Speakers highlighted the cleft separating promises in the constitution and present-day healthcare: “There is a gap between the abundance of texts and the reality of the health system as it is lived by the citizen.”
This year’s White Night for cinema and human rights, organized by the Association of Mediterranean Encounters on Cinema and Human Rights (ARMCDH), gathered members of the public on the esplanade of the National Library of the Kingdom of Morocco for its free outdoor film screening Saturday night. On Sunday, experts and prominent social actors convened for a roundtable discussion.
A variety of health-related topics experienced the spotlight during the weekend, from justiciability of healthcare to awareness and advocacy for individual rights. Article 25 of the International Declaration of Human Rights (IHRD) and the International Covenant on Economic, Social and Cultural Rights played important roles as foundational texts.

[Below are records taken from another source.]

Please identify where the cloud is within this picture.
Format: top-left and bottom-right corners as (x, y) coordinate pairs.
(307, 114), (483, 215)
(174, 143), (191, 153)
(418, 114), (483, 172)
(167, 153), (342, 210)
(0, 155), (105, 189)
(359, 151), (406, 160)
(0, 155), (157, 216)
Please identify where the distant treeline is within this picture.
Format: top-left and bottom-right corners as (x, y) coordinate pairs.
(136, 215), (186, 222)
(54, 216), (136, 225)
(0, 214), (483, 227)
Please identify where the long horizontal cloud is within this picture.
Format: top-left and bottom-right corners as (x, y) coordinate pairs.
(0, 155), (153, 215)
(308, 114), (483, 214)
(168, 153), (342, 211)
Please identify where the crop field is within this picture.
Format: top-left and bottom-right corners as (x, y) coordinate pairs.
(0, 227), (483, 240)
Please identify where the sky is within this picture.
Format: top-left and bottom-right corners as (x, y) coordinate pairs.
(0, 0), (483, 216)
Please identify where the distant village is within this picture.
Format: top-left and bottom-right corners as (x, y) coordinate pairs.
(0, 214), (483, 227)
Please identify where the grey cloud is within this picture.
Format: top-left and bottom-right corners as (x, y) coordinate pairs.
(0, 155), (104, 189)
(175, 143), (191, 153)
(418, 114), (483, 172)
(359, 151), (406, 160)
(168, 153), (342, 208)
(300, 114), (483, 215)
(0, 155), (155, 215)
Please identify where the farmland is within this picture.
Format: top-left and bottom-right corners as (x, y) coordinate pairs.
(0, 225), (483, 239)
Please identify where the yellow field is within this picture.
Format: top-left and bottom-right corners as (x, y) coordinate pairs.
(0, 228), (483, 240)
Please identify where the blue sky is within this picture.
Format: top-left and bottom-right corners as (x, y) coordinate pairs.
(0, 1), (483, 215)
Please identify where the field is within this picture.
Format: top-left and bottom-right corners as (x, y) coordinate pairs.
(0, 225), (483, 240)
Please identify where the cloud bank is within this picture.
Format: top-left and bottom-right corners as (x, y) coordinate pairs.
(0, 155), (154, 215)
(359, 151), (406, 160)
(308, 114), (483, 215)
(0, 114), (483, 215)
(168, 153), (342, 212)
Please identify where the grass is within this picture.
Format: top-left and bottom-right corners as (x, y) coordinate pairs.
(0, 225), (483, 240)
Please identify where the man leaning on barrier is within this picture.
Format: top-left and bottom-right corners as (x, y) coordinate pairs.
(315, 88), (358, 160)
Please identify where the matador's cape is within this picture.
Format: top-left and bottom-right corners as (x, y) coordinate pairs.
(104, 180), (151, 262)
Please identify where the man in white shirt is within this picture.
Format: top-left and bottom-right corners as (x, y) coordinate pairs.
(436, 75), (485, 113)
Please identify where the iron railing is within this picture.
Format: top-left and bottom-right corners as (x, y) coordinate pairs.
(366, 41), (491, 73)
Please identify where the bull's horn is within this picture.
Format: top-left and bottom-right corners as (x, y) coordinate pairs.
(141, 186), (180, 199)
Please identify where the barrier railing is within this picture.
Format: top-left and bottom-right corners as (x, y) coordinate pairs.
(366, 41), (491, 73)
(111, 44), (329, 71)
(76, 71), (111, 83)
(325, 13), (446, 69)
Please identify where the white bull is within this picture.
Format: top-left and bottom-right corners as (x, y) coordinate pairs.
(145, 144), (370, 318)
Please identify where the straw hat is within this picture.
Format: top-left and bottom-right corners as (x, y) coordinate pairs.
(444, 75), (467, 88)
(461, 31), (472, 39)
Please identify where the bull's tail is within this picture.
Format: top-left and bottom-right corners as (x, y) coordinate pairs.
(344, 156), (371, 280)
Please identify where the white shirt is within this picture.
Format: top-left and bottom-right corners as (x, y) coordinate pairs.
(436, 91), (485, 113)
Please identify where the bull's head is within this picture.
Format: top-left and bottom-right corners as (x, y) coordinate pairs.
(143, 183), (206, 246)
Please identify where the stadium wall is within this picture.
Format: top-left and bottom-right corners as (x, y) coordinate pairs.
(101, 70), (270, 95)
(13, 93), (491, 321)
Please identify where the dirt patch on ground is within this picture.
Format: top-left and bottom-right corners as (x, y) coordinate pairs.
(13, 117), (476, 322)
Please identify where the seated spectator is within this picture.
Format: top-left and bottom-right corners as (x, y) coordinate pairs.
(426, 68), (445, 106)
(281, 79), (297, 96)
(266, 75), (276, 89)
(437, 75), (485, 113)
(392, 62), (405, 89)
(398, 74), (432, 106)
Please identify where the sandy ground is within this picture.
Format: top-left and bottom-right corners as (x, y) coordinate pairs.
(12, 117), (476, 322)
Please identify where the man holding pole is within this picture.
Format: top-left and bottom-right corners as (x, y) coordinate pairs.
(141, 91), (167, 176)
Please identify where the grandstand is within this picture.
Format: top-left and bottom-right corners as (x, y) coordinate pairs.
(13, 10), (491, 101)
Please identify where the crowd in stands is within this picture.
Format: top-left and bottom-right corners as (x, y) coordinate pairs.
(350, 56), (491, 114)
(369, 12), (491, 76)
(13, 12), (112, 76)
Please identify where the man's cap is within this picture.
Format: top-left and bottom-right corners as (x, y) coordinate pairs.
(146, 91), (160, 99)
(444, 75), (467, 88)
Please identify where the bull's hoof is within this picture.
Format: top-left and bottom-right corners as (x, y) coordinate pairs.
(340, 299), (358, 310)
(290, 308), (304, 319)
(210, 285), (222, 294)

Each White Night emphasizes a critical issue at the heart of public debate. Themes of past years include “The Arab Spring” (2012), “Women’s Rights” (2013), “Justice” (2014), “Migration” (2015), “Children’s Rights” (2016), and “The Right to Education” (2017).
Central to the mission of the White Night for cinema and human rights is the value of public engagement as Morocco moves forward, socially and legislatively, in its relationship with human rights.